# [Howto] Déclaration des revenus 2004 avec FireFox

## -freddy-

MAJ 26/03/2005

Pour les Français qui n'ont pas déclaré leurs revenus 2004, voici rapidement quelques remarques suite aux problèmes que j'ai rencontré lors de la déclaration online.

Adresse du site : http://www.impots.gouv.fr

Ma conf :

sun-jdk-1.5.0_02 (32bits) (JVM recommandée par le site)

FireFox 1.0.2 (32bits)

1. Installer un JRE 1.5 

Pour ne pas avoir de problème j'ai installé la JVM de Sun mais visiblement cela fonctionne avec la Blackdown. J'ai pris le JDK mais évidement le JRE suffit pour la déclaration.
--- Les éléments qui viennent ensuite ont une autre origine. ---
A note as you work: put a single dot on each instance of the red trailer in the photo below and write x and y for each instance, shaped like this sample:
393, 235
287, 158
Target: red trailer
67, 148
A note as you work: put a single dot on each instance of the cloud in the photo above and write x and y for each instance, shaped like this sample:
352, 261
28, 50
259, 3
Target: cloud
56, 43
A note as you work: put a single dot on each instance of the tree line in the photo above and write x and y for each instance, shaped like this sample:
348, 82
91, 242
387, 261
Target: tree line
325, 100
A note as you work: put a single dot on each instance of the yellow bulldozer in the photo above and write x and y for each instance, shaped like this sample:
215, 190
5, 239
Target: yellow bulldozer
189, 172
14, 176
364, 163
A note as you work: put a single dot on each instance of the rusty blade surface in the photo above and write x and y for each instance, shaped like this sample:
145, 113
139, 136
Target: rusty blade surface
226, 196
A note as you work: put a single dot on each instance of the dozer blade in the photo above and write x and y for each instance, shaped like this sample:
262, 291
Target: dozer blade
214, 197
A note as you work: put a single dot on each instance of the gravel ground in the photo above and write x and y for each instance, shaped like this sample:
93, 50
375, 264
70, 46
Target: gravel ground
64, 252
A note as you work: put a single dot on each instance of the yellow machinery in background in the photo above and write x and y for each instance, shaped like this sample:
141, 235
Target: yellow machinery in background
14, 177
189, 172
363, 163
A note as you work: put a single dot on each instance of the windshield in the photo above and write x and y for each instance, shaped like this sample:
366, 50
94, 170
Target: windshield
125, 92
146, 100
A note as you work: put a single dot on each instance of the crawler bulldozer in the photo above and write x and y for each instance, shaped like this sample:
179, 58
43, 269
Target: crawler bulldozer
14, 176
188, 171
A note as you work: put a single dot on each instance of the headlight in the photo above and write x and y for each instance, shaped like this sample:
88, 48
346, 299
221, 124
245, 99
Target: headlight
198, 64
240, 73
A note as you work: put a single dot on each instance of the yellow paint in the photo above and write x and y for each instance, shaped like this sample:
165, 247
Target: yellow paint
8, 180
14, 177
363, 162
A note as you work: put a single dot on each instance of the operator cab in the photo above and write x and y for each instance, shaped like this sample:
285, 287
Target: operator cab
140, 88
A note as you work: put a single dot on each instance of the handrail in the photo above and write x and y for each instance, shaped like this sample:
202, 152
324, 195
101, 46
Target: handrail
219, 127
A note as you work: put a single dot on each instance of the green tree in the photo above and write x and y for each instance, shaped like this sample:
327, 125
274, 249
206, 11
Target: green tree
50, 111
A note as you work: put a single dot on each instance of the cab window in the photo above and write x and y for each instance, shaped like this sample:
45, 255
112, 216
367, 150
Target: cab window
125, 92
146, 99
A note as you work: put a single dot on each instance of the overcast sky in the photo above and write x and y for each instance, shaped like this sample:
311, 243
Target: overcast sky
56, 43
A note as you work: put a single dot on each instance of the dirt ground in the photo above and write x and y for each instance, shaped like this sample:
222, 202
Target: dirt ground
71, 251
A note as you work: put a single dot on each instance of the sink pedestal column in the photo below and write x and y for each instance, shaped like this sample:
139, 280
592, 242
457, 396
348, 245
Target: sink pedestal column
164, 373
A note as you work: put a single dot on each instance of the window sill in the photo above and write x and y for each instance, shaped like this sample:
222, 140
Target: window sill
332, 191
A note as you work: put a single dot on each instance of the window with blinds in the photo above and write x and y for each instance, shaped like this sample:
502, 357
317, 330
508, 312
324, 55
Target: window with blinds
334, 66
Pour l'installation cf guide java http://www.gentoo.org/doc/fr/java.xml

L'installation ne doit pas poser de problème sur l'architecture x86. 

Comme je suis passé à une architecture AMD64 il a fallut que j'installe la version 32bits pour avoir le plugin Mozilla. 

La manip est assez pénible, en gros il faut :

-> copier l'ebuild dans l'arbre portage perso (usr/local/portage)

-> modifier cet ebuild en remplacant linux-amd64.bin par linux-i586.bin et en remplacant x86 par amd64 dans les instructions alternatives if présentent un peu partout.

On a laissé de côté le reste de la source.